His stepfather, Joseph Jacob, gave Jawando his “Black American identity.” His fourth grade teacher, Mr Williams – the first black teacher he had ever seen – taught him respect and respectability. His mother’s co-worker, Jay Fletcher, a gay man, taught Jawando that showing vulnerability was necessary to be “whole”.

Coach Wayne Holmes showed him how to succeed. Deen Sanwoola, a friend and mentor, gave Jawando a “perspective” on his “Nigerian identity”. Barack Obama, with whom Jawando worked, showed Jawando his “birthmark” in his unconventional name. And from his own biological father, once they reconnected and traveled together in Nigeria, he found forgiveness and understanding.

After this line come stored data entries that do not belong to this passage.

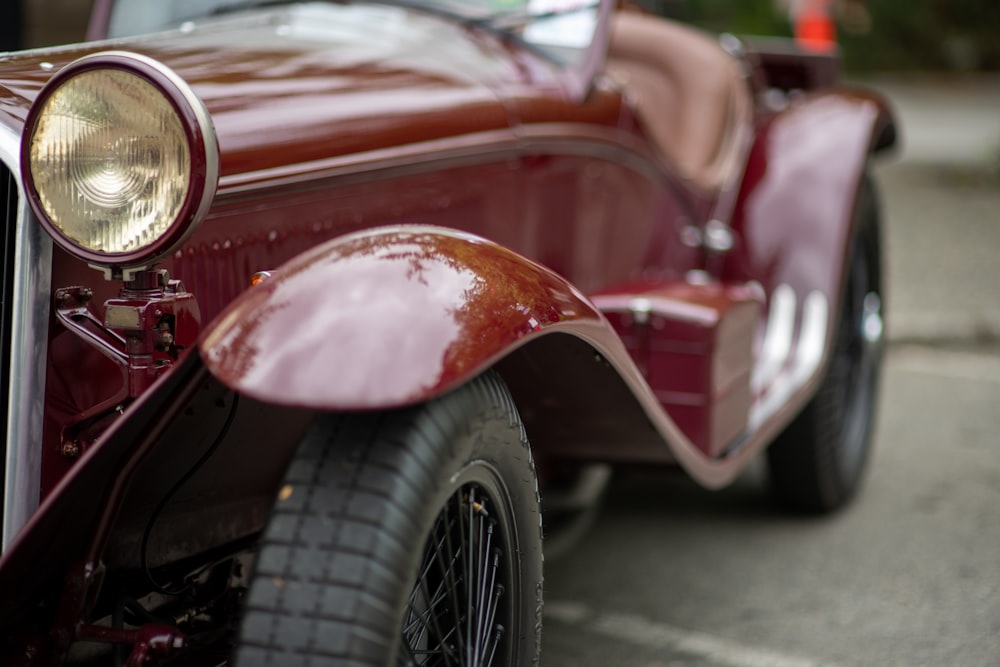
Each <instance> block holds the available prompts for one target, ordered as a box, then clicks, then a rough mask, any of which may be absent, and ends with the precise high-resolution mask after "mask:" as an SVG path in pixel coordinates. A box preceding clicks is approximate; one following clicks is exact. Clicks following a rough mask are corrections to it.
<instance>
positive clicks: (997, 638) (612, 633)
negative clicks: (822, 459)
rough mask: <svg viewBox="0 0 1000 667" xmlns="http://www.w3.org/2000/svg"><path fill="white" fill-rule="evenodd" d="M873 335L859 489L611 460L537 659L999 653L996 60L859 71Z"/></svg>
mask: <svg viewBox="0 0 1000 667" xmlns="http://www.w3.org/2000/svg"><path fill="white" fill-rule="evenodd" d="M872 83H873V84H874V85H875V86H876V87H879V88H880V89H882V90H883V91H884V92H886V93H887V94H888V95H889V96H890V98H891V99H892V100H893V102H894V103H895V104H896V105H897V107H898V110H899V115H900V117H901V118H902V121H903V123H904V132H905V133H906V135H907V136H906V139H907V149H906V150H905V151H904V152H903V153H902V155H901V156H900V157H897V158H896V159H895V160H894V161H892V162H891V163H890V164H888V165H887V166H881V167H879V168H878V170H877V177H878V180H879V182H880V183H881V185H882V191H883V195H884V205H885V211H886V215H887V223H888V225H887V236H888V244H889V286H888V290H889V294H888V297H889V299H888V300H889V306H890V308H891V310H890V313H889V320H888V324H887V330H888V333H889V336H890V343H891V344H890V348H889V355H888V358H887V364H886V366H885V372H884V376H883V384H882V389H883V391H882V396H883V401H882V409H881V414H880V419H879V422H878V428H877V433H876V444H875V453H874V458H873V460H872V465H871V468H870V470H869V475H868V479H867V484H866V486H865V488H864V491H863V493H862V494H861V496H860V497H859V498H858V499H857V502H855V503H854V504H853V505H851V506H850V507H849V508H847V510H846V511H844V512H841V513H839V514H837V515H835V516H831V517H828V518H824V519H819V520H816V519H803V518H795V517H789V516H786V515H783V514H781V513H780V512H779V511H777V510H775V509H774V507H773V506H772V505H771V504H770V503H769V501H768V499H767V496H766V493H765V491H764V489H765V484H766V481H765V475H764V472H763V470H762V469H761V467H760V466H757V467H755V468H754V469H752V470H750V471H749V472H748V473H747V474H746V475H744V476H743V477H742V478H741V479H740V480H739V481H738V482H737V483H736V484H735V485H734V486H732V487H730V488H728V489H726V490H723V491H720V492H715V493H712V492H707V491H703V490H701V489H698V488H696V487H695V486H694V485H692V484H691V483H690V482H688V481H686V480H684V479H682V478H679V477H664V476H663V475H662V474H657V473H639V472H635V471H633V472H630V473H625V474H619V475H618V476H617V477H616V478H615V481H614V482H613V485H612V488H611V490H610V493H609V496H608V498H607V502H606V506H605V508H604V510H603V512H602V513H601V514H600V516H599V517H598V520H597V522H596V525H595V526H594V527H593V529H592V530H591V531H590V532H589V533H588V535H587V536H586V537H585V538H584V539H583V541H582V542H581V543H580V544H579V545H578V546H577V547H576V548H575V549H574V550H573V551H572V552H571V553H570V554H569V555H567V556H565V557H563V558H561V559H559V560H556V561H554V562H549V563H548V564H547V572H546V584H547V585H546V589H547V590H546V596H547V597H546V604H547V612H546V626H545V632H544V635H543V636H544V644H543V659H542V664H543V665H544V667H571V666H572V667H591V666H593V667H598V666H600V667H610V666H614V667H681V666H684V667H694V666H699V667H723V666H725V667H761V666H771V667H805V666H809V665H813V666H814V665H831V666H834V665H845V666H846V665H906V666H910V665H929V666H941V665H947V666H949V667H965V666H975V667H981V666H991V665H1000V439H998V436H997V434H998V433H1000V258H998V256H997V255H998V252H1000V79H994V80H982V79H977V80H964V81H948V80H939V81H927V80H922V81H899V80H888V79H883V80H878V81H875V82H872Z"/></svg>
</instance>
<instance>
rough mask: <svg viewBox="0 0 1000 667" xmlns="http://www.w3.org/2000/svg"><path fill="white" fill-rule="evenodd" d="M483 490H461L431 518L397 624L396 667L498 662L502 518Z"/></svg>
mask: <svg viewBox="0 0 1000 667" xmlns="http://www.w3.org/2000/svg"><path fill="white" fill-rule="evenodd" d="M504 511H505V510H504V509H503V507H502V506H500V505H499V504H498V503H497V501H496V500H495V499H494V498H493V497H491V494H490V493H489V492H488V491H487V489H486V488H485V487H484V486H482V485H480V484H476V483H470V484H466V485H464V486H463V487H462V488H461V489H460V490H459V491H457V492H455V493H454V494H453V495H452V496H451V498H449V499H448V501H447V503H446V504H445V506H444V508H443V509H442V510H441V512H440V514H438V516H437V519H436V521H435V524H434V528H433V530H432V531H431V535H430V537H429V538H428V541H427V545H426V546H425V548H424V555H423V563H422V564H421V566H420V570H419V575H418V578H417V582H416V584H415V585H414V587H413V592H412V593H411V594H410V598H409V600H408V602H407V609H406V613H405V615H404V619H403V631H402V636H401V640H402V648H401V651H400V658H401V660H400V664H402V665H407V666H409V665H417V666H423V665H428V666H430V665H442V666H450V665H455V666H461V667H490V666H491V665H497V664H503V660H504V656H505V654H507V653H509V651H508V649H507V646H506V645H507V643H509V642H508V641H507V639H508V638H507V637H506V629H507V628H506V625H505V624H504V621H506V619H507V617H508V615H509V611H508V607H507V600H506V599H505V597H504V593H505V592H506V591H507V590H508V588H510V586H511V578H512V576H513V571H512V568H511V567H510V558H511V554H510V552H509V550H507V548H506V541H505V535H504V534H503V531H504V528H503V522H502V521H501V520H499V518H498V517H497V516H496V515H497V514H498V513H500V512H504Z"/></svg>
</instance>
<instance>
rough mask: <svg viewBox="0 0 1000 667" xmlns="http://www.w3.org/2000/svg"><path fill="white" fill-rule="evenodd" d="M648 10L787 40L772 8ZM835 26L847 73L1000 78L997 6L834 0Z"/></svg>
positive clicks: (713, 29) (740, 30)
mask: <svg viewBox="0 0 1000 667" xmlns="http://www.w3.org/2000/svg"><path fill="white" fill-rule="evenodd" d="M651 2H653V3H656V4H654V5H653V7H652V8H653V9H654V11H662V12H663V13H666V14H668V15H672V16H676V17H677V18H681V19H685V20H688V21H690V22H692V23H695V24H697V25H700V26H702V27H704V28H705V29H707V30H710V31H712V32H721V31H729V32H733V33H737V34H757V35H760V34H767V35H783V36H787V35H790V34H791V26H790V25H789V21H788V17H787V15H786V14H785V13H784V12H783V11H782V10H781V9H780V8H778V7H776V3H775V2H774V0H651ZM836 19H837V30H838V36H839V41H840V46H841V51H842V53H843V56H844V64H845V66H846V67H847V69H848V70H849V71H853V72H858V73H864V72H870V71H885V70H939V71H944V70H950V71H955V70H958V71H973V70H992V71H1000V1H998V0H840V1H839V2H838V5H837V16H836Z"/></svg>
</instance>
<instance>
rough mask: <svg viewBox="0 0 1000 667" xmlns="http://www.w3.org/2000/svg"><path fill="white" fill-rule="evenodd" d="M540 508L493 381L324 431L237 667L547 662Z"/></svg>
mask: <svg viewBox="0 0 1000 667" xmlns="http://www.w3.org/2000/svg"><path fill="white" fill-rule="evenodd" d="M538 508H539V505H538V489H537V483H536V478H535V470H534V465H533V462H532V459H531V455H530V451H529V449H528V444H527V440H526V439H525V436H524V430H523V428H522V426H521V423H520V420H519V418H518V416H517V412H516V410H515V408H514V405H513V403H512V402H511V400H510V397H509V395H508V393H507V391H506V388H505V387H504V386H503V384H502V382H501V381H500V380H499V379H498V378H497V377H496V376H494V375H492V374H487V375H485V376H483V377H480V378H478V379H476V380H474V381H473V382H471V383H469V384H467V385H465V386H463V387H462V388H460V389H458V390H456V391H455V392H453V393H451V394H449V395H446V396H444V397H442V398H440V399H437V400H434V401H431V402H429V403H427V404H425V405H422V406H419V407H416V408H413V409H408V410H401V411H396V412H391V413H378V414H363V415H324V416H322V417H320V418H318V419H317V422H316V424H315V425H314V427H313V428H312V429H311V430H310V432H309V434H308V435H307V436H306V438H305V440H304V441H303V442H302V444H301V445H300V447H299V450H298V452H297V454H296V456H295V459H294V460H293V462H292V464H291V466H290V468H289V470H288V472H287V474H286V478H285V481H284V484H283V486H282V488H281V491H280V492H279V495H278V499H277V501H276V503H275V507H274V510H273V513H272V516H271V519H270V521H269V524H268V527H267V529H266V531H265V535H264V538H263V542H262V546H261V549H260V554H259V557H258V562H257V565H256V568H255V572H254V574H253V576H252V578H251V585H250V593H249V596H248V599H247V605H246V611H245V615H244V619H243V622H242V628H241V633H240V639H239V646H238V648H237V661H236V662H237V664H238V665H240V666H241V667H251V666H253V665H265V664H268V665H311V666H315V665H372V666H376V665H377V666H379V667H395V666H397V665H442V666H444V665H456V666H458V665H461V666H462V667H489V666H491V665H492V666H497V665H505V666H506V665H527V664H532V663H533V662H536V661H537V659H538V653H539V642H540V632H541V603H542V551H541V523H540V519H539V509H538Z"/></svg>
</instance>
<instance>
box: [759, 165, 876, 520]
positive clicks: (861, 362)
mask: <svg viewBox="0 0 1000 667" xmlns="http://www.w3.org/2000/svg"><path fill="white" fill-rule="evenodd" d="M854 223H855V224H854V233H853V236H852V243H851V252H850V255H849V259H848V264H847V273H846V276H845V283H844V289H843V298H842V303H841V310H840V314H839V320H838V326H837V334H836V338H835V340H834V344H833V350H832V353H831V355H830V358H829V362H828V366H827V368H826V371H825V375H824V377H823V380H822V383H821V384H820V387H819V390H818V391H817V393H816V395H815V396H814V397H813V398H812V400H811V401H810V402H809V403H808V404H807V405H806V407H805V408H804V409H803V410H802V412H801V413H800V414H799V415H798V417H796V419H795V420H794V421H793V422H792V423H791V424H790V425H789V426H788V428H787V429H786V430H785V431H784V432H783V433H782V434H781V435H780V436H779V437H778V439H777V440H776V441H775V442H774V444H772V445H771V447H770V448H769V449H768V453H767V459H768V467H769V470H770V476H771V485H772V488H773V490H774V492H775V495H776V496H777V499H778V501H779V502H780V503H781V504H782V505H784V506H785V507H787V508H789V509H792V510H797V511H803V512H811V513H822V512H829V511H832V510H836V509H837V508H839V507H841V506H843V505H844V504H845V503H847V502H848V501H849V500H850V499H851V498H852V497H853V496H854V495H855V493H856V492H857V489H858V487H859V486H860V483H861V480H862V478H863V476H864V472H865V469H866V467H867V462H868V459H869V455H870V450H871V439H872V430H873V425H874V421H875V411H876V405H877V399H878V380H879V369H880V366H881V360H882V347H883V346H882V340H881V338H882V317H883V305H884V299H883V294H882V264H881V229H880V216H879V205H878V196H877V192H876V190H875V186H874V182H873V181H872V180H871V178H868V177H866V178H865V180H864V182H863V184H862V188H861V192H860V193H859V198H858V204H857V210H856V212H855V221H854Z"/></svg>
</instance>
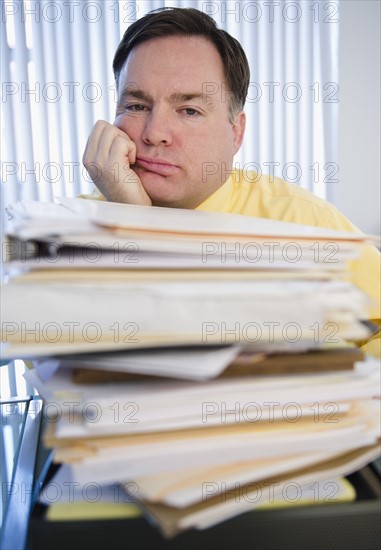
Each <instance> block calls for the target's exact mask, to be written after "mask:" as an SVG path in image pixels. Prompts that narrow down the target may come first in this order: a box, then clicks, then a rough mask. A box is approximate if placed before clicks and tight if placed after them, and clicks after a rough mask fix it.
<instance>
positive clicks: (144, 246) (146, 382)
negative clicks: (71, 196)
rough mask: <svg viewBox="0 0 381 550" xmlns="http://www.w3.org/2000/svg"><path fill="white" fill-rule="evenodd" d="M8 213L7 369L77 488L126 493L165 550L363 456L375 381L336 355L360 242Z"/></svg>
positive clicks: (353, 356)
mask: <svg viewBox="0 0 381 550" xmlns="http://www.w3.org/2000/svg"><path fill="white" fill-rule="evenodd" d="M10 212H11V213H12V215H13V216H14V220H15V225H14V230H13V232H12V235H11V238H10V240H9V242H8V243H7V248H6V256H7V258H6V259H8V260H9V261H8V263H7V264H6V270H7V273H8V276H9V281H8V283H7V284H6V285H5V287H4V291H3V311H2V315H3V325H2V329H3V335H2V341H3V343H4V355H5V356H6V357H9V358H14V357H16V358H19V357H24V358H35V360H34V368H33V369H31V370H29V371H28V372H27V374H26V376H27V378H28V380H29V382H30V383H32V384H33V385H34V386H35V387H36V388H37V390H38V391H39V392H40V394H41V395H42V396H43V397H44V399H45V400H46V408H45V413H46V416H47V418H48V419H50V420H51V422H50V423H49V427H48V430H47V432H46V434H45V440H46V443H47V445H49V446H52V447H54V448H55V449H56V451H55V459H56V460H57V461H58V462H63V463H66V464H67V465H68V466H69V467H70V468H71V470H72V473H73V476H74V479H75V481H76V483H79V484H80V485H81V486H82V485H86V484H88V483H97V484H100V485H102V486H103V485H107V484H110V483H114V482H117V483H122V484H125V483H127V482H132V483H133V487H135V488H137V489H138V490H137V492H136V494H134V497H135V498H137V499H138V501H139V503H140V504H141V505H142V507H143V508H144V509H145V510H146V511H147V513H148V514H149V515H150V516H151V517H152V518H155V519H156V520H157V522H158V524H159V525H160V527H161V529H162V530H163V532H164V533H165V534H167V535H173V534H175V533H177V532H179V531H181V530H183V529H186V528H190V527H197V528H205V527H208V526H210V525H213V524H215V523H218V522H219V521H222V520H224V519H226V518H228V517H232V516H234V515H236V514H238V513H241V512H242V511H244V510H247V509H251V508H253V507H256V506H264V505H266V503H268V502H270V501H271V499H275V498H278V499H279V498H282V497H284V494H285V492H286V494H288V493H287V490H288V489H287V488H289V487H290V484H291V485H292V484H294V487H296V488H298V487H300V488H301V490H302V489H303V488H304V489H305V487H306V486H308V485H311V484H314V483H317V484H318V483H319V482H321V481H323V480H325V479H330V478H336V477H337V476H342V475H345V474H347V473H349V472H351V471H353V470H354V469H357V468H359V467H361V466H362V465H364V464H366V463H367V462H369V461H370V460H371V459H372V458H374V457H375V456H377V454H378V452H379V451H378V444H377V442H378V434H379V431H380V426H379V421H378V418H379V412H380V410H379V400H377V399H375V398H378V399H379V397H380V391H379V387H380V374H379V368H378V364H377V363H375V362H372V360H370V359H367V360H364V361H362V359H363V358H362V356H361V354H360V355H359V352H358V351H357V350H356V349H355V348H353V347H350V346H348V343H347V341H348V340H355V341H356V340H361V339H363V338H366V337H367V336H368V335H369V328H368V327H367V326H366V325H365V324H364V323H363V322H362V319H366V318H368V307H369V306H371V304H370V303H369V299H368V297H367V296H365V295H364V294H363V293H362V292H361V291H360V290H359V289H358V288H357V287H355V286H354V285H353V284H352V283H351V281H350V278H349V277H348V271H347V263H348V261H352V260H355V259H356V258H357V257H358V256H359V254H360V253H361V250H362V247H363V246H364V244H365V243H366V242H367V239H366V237H365V236H363V235H358V234H353V233H345V232H336V231H331V230H325V229H319V228H313V227H307V226H302V225H298V224H288V223H283V222H274V221H270V220H262V219H254V218H248V217H245V216H238V215H237V216H235V215H230V214H214V213H206V212H198V211H188V210H176V209H165V208H155V207H152V208H149V207H140V206H132V205H120V204H112V203H107V202H98V201H84V200H80V199H62V200H61V204H60V205H57V204H55V205H41V204H37V205H36V204H34V203H29V204H27V203H23V204H21V205H18V206H16V207H14V208H13V210H10ZM266 487H267V488H268V490H266V491H265V488H266ZM304 489H303V490H304Z"/></svg>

“Now the healing could begin,” Jawando said. “All it took was a four thousand mile journey together.”

Sit down and pay attention.

This is what “My Seven Black Fathers” asks you to do. It oozes gratitude and grace, it shines with anger and calm, and, as author Will Jawando tells his story, he asks you to be careful.

It’s not hard to do. Jawando’s childhood, which he recounts in detail, resembles that of many black boys, but with one difference: Seven black men volunteered their time to help educate him, which he says is not doesn’t happen to many children.

And yet, despite its benefits, getting the mentorship has sometimes been a struggle – a surprising point that surfaces but isn’t explored, nor is Jawando’s reasoning for why it matters. Like any good storyteller, he tells, then lets his story linger, leaving an impression you’ll come back to, time and time again.

It should come as no surprise that “My Seven Black Fathers” might also inspire you to mentor a child, or get involved in some way with a child’s life now or soon. In the meantime, this memoir about being a black man has a lot to offer.

On the way to the bookstore or library, pick up “Daddy Speaks Love” by Leah Henderson, illustrated by EB Lewis. This is a nice picture book for children aged 3 to 5 about the love between father and child.